On Fine-Grained I/O Complexity of Attention Backward Passes
Xiaoyu Li, Yingyu Liang, Zhenmei Shi, Zhao Song, Song Yue, Jiahao Zhang
TL;DR
This work addresses the I/O bottlenecks of attention in long-context transformers by analyzing data movement between a fast cache and large memory using the red-blue pebble game. It derives a tight backward-pass I/O bound that scales as $\Theta\left(\min\left\{\frac{n^2 d^2 + n d^3}{M}, \frac{n^2 d + n d^2}{\sqrt{M}}\right\}\right)$ with a crossover at $M=\Theta(d^2)$, and shows FlashAttention is optimal in the large-cache regime while introducing a new efficient small-cache algorithm. The paper also provides fine-grained lower bounds for sparse attention and integrates these results with existing forward-pass analyses to yield a complete I/O complexity picture for attention. These findings offer practical guidance for designing hardware-aware, memory-efficient training and inference pipelines for large language models.
Abstract
Large Language Models (LLMs) exhibit exceptional proficiency in handling extensive context windows in natural language.
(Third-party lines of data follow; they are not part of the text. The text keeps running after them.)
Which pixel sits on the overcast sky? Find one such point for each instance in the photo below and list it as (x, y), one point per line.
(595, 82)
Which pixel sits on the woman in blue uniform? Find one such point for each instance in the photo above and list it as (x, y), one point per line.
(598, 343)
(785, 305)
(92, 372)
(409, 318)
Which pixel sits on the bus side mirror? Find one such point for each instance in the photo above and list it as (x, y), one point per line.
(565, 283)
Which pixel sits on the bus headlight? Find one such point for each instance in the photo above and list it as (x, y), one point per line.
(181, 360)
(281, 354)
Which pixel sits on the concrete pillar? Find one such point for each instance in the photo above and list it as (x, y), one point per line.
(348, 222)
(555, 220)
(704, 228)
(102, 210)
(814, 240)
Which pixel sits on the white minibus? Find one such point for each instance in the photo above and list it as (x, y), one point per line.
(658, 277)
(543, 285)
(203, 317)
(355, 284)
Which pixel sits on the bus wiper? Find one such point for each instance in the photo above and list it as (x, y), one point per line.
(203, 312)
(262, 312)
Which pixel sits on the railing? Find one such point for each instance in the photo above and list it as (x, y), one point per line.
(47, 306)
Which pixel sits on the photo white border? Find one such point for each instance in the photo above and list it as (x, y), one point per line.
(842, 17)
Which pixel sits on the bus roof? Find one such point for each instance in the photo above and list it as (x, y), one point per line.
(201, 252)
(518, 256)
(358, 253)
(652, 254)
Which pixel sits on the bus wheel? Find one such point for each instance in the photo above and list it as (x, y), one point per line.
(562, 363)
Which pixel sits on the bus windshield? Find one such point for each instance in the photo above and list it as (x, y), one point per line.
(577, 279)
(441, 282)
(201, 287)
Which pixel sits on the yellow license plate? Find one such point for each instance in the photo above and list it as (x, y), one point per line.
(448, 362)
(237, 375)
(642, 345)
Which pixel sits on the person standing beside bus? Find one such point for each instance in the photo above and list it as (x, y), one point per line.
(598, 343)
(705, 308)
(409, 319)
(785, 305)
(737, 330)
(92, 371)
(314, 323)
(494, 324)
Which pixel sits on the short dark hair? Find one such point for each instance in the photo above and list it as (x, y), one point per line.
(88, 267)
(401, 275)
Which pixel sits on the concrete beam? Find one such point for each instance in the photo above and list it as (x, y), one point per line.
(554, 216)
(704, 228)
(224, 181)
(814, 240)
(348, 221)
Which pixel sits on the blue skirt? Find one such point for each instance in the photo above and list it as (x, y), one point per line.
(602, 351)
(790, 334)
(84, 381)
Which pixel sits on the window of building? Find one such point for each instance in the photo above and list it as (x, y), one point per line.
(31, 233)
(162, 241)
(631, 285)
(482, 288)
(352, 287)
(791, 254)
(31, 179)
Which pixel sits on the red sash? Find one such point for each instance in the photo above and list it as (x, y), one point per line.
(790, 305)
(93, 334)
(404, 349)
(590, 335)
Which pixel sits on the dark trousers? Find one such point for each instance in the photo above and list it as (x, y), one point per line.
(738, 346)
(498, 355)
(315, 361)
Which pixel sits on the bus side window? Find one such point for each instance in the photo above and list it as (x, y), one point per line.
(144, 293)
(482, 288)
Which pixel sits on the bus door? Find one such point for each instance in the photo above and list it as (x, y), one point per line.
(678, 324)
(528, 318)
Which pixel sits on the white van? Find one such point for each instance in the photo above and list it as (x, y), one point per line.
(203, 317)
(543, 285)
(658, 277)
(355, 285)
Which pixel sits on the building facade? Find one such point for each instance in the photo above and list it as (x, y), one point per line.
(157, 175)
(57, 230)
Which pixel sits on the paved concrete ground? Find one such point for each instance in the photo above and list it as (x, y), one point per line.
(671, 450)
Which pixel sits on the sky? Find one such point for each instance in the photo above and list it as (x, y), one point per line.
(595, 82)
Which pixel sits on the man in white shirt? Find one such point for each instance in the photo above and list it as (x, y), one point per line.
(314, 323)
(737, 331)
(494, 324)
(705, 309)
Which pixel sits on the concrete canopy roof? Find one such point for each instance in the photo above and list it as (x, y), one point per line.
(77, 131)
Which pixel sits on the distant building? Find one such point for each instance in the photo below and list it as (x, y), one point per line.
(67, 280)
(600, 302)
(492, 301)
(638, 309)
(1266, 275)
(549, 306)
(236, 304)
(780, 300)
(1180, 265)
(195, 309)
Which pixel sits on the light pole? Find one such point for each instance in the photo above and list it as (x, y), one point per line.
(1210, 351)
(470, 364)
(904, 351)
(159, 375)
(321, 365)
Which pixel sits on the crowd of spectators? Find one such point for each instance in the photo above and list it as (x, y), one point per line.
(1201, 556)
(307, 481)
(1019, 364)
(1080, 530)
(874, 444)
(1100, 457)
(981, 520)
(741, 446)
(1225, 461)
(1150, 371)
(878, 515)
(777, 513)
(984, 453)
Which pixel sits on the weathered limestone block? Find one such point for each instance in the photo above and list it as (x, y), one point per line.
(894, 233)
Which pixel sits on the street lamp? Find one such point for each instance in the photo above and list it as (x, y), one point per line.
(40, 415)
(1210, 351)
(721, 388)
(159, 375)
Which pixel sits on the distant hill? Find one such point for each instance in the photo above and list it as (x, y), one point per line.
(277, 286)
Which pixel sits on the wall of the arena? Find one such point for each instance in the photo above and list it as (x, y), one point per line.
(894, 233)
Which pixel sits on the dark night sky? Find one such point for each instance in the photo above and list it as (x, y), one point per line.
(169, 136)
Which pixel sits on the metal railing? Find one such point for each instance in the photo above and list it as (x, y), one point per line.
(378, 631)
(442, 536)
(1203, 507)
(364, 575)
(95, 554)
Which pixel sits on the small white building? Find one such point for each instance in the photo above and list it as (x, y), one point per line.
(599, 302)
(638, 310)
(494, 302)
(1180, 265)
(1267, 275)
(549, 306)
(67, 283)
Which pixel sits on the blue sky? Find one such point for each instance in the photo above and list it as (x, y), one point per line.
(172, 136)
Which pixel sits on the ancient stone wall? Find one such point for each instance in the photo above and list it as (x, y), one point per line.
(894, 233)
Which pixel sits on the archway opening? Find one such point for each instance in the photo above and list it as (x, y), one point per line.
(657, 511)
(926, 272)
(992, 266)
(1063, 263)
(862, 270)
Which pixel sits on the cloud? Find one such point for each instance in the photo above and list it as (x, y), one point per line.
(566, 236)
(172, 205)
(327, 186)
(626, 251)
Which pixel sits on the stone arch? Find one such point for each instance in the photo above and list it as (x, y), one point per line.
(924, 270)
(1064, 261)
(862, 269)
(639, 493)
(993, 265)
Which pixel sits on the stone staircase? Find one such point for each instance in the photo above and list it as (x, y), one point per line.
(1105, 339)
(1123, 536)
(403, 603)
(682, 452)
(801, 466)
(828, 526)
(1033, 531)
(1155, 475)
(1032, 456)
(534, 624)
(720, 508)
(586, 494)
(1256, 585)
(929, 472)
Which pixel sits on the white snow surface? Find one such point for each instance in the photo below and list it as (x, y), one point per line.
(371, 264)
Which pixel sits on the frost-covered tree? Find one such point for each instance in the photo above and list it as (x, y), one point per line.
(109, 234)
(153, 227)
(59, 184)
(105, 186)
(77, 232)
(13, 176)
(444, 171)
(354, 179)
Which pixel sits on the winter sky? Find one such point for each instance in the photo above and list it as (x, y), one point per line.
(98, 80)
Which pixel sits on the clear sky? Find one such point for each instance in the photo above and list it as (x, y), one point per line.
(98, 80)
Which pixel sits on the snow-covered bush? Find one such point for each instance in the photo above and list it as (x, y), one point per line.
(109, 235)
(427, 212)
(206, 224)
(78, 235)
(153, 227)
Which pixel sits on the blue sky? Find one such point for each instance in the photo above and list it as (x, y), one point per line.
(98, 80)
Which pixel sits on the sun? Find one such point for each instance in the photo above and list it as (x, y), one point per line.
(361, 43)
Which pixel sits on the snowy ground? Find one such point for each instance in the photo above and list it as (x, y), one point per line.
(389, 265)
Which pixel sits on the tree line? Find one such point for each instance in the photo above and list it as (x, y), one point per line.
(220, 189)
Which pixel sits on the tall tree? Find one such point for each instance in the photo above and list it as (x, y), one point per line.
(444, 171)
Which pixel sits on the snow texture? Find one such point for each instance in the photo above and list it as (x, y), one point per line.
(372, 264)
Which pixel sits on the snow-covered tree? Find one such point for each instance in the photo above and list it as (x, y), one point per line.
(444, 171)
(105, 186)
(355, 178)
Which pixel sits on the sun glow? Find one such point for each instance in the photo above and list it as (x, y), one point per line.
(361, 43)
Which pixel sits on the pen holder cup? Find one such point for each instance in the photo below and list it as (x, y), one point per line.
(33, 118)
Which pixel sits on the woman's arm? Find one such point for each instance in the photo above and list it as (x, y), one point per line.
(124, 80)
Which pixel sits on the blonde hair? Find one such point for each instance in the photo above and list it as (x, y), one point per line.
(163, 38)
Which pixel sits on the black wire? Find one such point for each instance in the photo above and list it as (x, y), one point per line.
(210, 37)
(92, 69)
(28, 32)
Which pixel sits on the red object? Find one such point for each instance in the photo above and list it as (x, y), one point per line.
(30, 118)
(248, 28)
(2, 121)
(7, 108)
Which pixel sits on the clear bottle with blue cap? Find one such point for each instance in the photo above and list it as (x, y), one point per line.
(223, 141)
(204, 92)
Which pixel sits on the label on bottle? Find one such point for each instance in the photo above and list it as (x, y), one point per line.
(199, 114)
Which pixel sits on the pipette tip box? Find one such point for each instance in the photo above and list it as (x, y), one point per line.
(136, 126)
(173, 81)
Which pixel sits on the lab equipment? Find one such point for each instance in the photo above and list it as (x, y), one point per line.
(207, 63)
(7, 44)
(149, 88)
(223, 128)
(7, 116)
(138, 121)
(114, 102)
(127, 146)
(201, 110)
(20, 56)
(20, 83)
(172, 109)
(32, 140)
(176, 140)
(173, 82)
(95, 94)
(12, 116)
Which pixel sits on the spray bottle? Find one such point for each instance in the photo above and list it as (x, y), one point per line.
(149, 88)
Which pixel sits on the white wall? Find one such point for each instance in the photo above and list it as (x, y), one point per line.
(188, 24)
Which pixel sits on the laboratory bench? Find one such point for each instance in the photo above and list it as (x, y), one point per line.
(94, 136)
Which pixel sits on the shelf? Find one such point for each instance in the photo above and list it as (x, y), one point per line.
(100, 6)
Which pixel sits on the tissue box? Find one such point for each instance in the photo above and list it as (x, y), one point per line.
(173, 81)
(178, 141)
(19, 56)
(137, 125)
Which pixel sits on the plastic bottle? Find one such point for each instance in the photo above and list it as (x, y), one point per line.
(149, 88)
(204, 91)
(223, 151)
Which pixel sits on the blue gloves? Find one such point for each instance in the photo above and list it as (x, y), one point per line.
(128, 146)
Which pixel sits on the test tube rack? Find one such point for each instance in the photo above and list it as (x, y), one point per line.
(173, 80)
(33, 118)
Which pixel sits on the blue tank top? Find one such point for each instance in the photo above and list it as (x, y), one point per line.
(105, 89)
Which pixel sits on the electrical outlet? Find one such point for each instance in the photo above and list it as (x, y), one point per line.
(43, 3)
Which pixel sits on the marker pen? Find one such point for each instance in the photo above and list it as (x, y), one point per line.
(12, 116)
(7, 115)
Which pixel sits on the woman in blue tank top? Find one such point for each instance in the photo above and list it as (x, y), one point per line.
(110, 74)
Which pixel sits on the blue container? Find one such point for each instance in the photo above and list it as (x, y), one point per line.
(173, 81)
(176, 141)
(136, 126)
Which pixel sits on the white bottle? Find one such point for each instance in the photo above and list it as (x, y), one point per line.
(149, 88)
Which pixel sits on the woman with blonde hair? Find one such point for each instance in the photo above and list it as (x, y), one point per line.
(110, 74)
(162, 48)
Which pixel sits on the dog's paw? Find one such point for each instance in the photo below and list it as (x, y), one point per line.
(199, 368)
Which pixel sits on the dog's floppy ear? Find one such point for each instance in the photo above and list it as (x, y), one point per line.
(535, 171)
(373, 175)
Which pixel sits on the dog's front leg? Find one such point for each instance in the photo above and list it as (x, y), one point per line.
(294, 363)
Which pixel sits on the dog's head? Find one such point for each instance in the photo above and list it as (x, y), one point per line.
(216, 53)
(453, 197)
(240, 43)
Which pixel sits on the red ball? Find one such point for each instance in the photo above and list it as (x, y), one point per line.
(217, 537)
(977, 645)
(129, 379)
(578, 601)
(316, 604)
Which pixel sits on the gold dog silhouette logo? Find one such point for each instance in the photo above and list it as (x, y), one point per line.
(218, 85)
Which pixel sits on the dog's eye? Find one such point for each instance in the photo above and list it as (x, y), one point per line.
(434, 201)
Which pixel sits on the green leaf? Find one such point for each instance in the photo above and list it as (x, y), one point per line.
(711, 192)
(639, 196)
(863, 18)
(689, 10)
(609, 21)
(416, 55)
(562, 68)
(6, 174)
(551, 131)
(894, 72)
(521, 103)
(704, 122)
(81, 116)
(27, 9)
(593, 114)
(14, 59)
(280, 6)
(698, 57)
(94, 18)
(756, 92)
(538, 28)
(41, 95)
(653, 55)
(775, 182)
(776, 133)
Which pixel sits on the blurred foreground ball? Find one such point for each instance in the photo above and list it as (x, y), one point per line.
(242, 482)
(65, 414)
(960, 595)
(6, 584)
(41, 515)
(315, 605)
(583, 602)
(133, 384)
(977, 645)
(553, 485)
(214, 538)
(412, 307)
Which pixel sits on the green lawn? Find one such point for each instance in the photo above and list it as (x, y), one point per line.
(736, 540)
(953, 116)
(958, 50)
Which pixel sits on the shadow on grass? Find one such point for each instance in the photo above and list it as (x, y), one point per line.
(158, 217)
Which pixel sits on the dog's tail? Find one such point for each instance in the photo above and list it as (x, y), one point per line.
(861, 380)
Nevertheless, the quadratic scaling of attention computation relative to sequence length creates substantial efficiency bottlenecks, necessitating the development of I/O-optimized algorithms. In this work, we conduct a systematic examination of the I/O complexity inherent in attention mechanisms, with a specific emphasis on the backward pass under both small and large cache settings. By leveraging the red-blue pebble game framework, we derive tight bounds for I/O complexity across the full spectrum of cache sizes. We validate that FlashAttention, one of the current industry standards, achieves optimality in the large-cache scenario for both forward and backward passes. Conversely, for small-cache environments, we introduce a novel algorithm that outperforms contemporary methods and successfully attains theoretical tight bounds. Furthermore, we expand our investigation to include sparse attention by establishing granular lower bounds for both forward and backward passes across all cache configurations. Ultimately, our results solidify the theoretical framework regarding I/O complexity in attention mechanisms, providing critical guidance for the development of efficient LLM training and inference systems.